This project provides a unified framework to test generative language models on a large number of different evaluation tasks.
该项目提供了一个统一的框架来测试大量不同评估任务的生成语言模型。
Features: 特征:
- Over 60 standard academic benchmarks for LLMs, with hundreds of subtasks and variants implemented.
LLMs 超过 60 个标准学术基准,并实施了数百个子任务和变体。 - Support for models loaded via transformers (including quantization via AutoGPTQ), GPT-NeoX, and Megatron-DeepSpeed, with a flexible tokenization-agnostic interface.
支持通过 Transformer(包括通过 AutoGPTQ 量化)、GPT-NeoX 和 Megatron-DeepSpeed 加载的模型,并具有灵活的标记化不可知接口。 - Support for fast and memory-efficient inference with vLLM.
支持使用 vLLM 进行快速且节省内存的推理。 - Support for commercial APIs including OpenAI, and TextSynth.
支持商业 API,包括 OpenAI 和 TextSynth。 - Support for evaluation on adapters (e.g. LoRA) supported in HuggingFace's PEFT library.
支持对 HuggingFace 的 PEFT 库中支持的适配器(例如 LoRA)进行评估。 - Support for local models and benchmarks.
支持本地模型和基准。 - Evaluation with publicly available prompts ensures reproducibility and comparability between papers.

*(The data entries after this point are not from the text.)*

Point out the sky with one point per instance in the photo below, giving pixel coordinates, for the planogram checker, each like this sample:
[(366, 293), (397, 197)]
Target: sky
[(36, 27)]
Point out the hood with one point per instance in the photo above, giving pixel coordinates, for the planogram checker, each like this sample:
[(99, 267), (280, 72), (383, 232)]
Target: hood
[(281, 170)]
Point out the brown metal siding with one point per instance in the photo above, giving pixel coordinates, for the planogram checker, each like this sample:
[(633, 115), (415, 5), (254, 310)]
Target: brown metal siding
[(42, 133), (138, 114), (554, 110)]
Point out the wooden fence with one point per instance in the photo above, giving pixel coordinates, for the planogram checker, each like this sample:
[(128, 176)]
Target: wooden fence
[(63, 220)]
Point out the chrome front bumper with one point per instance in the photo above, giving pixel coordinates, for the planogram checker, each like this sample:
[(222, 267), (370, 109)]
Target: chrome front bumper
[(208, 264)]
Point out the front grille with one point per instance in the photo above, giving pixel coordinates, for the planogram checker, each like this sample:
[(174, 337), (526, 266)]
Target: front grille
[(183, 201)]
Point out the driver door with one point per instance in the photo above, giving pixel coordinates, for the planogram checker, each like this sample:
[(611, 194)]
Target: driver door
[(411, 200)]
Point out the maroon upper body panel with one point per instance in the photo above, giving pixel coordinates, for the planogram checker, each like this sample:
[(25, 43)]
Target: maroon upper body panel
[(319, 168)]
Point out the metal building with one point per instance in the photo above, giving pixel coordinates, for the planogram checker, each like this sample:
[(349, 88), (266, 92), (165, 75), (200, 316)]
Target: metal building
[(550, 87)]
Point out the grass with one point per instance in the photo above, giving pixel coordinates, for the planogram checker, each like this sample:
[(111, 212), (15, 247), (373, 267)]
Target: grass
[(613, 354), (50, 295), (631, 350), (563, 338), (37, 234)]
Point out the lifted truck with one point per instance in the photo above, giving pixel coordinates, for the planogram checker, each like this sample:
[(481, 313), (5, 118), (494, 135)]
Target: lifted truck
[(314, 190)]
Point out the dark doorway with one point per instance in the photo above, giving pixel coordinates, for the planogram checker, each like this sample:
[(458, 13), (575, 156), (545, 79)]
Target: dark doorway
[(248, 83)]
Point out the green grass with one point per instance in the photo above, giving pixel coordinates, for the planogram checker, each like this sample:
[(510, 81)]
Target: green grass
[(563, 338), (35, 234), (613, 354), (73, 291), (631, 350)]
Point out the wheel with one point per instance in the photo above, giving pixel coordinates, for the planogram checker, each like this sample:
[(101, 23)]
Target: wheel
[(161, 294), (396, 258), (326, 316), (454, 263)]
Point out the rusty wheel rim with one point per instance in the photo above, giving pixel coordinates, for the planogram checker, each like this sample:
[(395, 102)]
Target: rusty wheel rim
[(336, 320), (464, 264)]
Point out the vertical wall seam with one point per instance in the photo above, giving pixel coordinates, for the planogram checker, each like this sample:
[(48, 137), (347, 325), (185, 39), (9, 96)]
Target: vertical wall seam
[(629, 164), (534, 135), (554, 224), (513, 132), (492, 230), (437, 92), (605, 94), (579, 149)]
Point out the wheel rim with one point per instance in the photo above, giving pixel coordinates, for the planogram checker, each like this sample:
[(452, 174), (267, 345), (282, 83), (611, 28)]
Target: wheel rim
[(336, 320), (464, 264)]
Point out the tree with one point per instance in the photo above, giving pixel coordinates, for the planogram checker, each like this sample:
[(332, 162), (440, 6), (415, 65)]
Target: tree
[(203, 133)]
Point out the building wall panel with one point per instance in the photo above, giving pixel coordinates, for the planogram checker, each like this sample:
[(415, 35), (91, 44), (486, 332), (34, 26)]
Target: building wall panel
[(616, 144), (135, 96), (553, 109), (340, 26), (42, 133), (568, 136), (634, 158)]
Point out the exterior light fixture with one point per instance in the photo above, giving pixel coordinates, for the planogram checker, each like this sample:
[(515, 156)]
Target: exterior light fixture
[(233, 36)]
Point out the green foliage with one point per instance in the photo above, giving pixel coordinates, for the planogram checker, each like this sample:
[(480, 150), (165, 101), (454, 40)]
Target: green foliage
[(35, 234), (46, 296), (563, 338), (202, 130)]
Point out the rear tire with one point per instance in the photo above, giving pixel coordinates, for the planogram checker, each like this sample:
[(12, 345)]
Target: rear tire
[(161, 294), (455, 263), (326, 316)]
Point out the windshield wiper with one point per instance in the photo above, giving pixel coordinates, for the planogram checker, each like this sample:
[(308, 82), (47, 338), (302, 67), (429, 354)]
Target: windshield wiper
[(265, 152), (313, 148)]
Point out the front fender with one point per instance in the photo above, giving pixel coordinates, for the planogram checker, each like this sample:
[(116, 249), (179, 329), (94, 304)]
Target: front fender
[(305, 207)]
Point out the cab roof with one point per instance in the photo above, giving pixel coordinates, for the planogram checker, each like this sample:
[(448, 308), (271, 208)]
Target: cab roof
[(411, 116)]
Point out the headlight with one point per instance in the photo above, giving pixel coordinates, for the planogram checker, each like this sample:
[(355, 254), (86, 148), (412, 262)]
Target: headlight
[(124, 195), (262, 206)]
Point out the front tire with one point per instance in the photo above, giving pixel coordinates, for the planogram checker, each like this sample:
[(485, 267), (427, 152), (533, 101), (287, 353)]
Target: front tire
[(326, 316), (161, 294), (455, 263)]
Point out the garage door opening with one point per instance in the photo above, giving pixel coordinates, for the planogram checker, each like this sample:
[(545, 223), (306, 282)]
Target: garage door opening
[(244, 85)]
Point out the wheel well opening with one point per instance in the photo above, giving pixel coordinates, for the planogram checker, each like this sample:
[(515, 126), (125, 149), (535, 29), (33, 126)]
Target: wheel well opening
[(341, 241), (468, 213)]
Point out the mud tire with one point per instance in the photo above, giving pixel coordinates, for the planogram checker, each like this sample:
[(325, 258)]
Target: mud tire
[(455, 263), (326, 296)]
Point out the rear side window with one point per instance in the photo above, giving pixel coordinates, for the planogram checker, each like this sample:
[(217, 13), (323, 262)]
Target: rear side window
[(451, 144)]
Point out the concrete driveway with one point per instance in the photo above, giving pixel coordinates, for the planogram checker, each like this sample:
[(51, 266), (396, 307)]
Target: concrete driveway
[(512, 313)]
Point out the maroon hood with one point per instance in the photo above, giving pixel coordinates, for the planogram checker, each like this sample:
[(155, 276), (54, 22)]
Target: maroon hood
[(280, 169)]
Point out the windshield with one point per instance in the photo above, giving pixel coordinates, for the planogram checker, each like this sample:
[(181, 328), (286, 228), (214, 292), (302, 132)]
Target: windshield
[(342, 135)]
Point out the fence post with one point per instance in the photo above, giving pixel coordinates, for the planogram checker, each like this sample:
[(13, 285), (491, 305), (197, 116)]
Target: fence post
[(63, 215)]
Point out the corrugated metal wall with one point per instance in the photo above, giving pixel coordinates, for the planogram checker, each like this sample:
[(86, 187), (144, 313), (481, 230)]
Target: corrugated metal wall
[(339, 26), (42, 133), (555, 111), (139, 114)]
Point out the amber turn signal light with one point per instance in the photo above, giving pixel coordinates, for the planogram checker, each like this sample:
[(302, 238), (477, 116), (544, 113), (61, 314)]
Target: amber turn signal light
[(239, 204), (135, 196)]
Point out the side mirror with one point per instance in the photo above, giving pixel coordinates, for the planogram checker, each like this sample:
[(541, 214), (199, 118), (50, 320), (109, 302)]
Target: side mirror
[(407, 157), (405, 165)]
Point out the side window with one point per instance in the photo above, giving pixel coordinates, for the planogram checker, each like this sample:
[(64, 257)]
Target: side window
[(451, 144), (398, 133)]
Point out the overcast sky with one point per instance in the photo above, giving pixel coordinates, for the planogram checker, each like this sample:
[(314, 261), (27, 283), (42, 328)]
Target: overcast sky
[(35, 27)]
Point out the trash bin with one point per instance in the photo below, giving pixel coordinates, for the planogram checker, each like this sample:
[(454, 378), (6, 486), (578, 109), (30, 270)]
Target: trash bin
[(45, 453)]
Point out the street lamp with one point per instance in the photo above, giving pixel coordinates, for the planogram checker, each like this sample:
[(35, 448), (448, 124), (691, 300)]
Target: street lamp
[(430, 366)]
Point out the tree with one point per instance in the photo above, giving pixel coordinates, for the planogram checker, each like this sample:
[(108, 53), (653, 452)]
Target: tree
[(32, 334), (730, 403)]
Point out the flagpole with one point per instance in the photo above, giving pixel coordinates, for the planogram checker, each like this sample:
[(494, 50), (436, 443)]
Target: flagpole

使用公开提示进行评估可确保论文之间的可重复性和可比性。 - Easy support for custom prompts and evaluation metrics.
轻松支持自定义提示和评估指标。
The Language Model Evaluation Harness is the backend for 🤗 Hugging Face's popular Open LLM Leaderboard, has been used in hundreds of papers, and is used internally by dozens of organizations including NVIDIA, Cohere, BigScience, BigCode, Nous Research, and Mosaic ML.
语言模型评估工具是 🤗 Hugging Face 流行的 Open LLM 排行榜的后端,已在数百篇论文中使用,并被包括 NVIDIA、Cohere、BigScience、BigCode、Nous Research 在内的数十个组织内部使用和马赛克机器学习。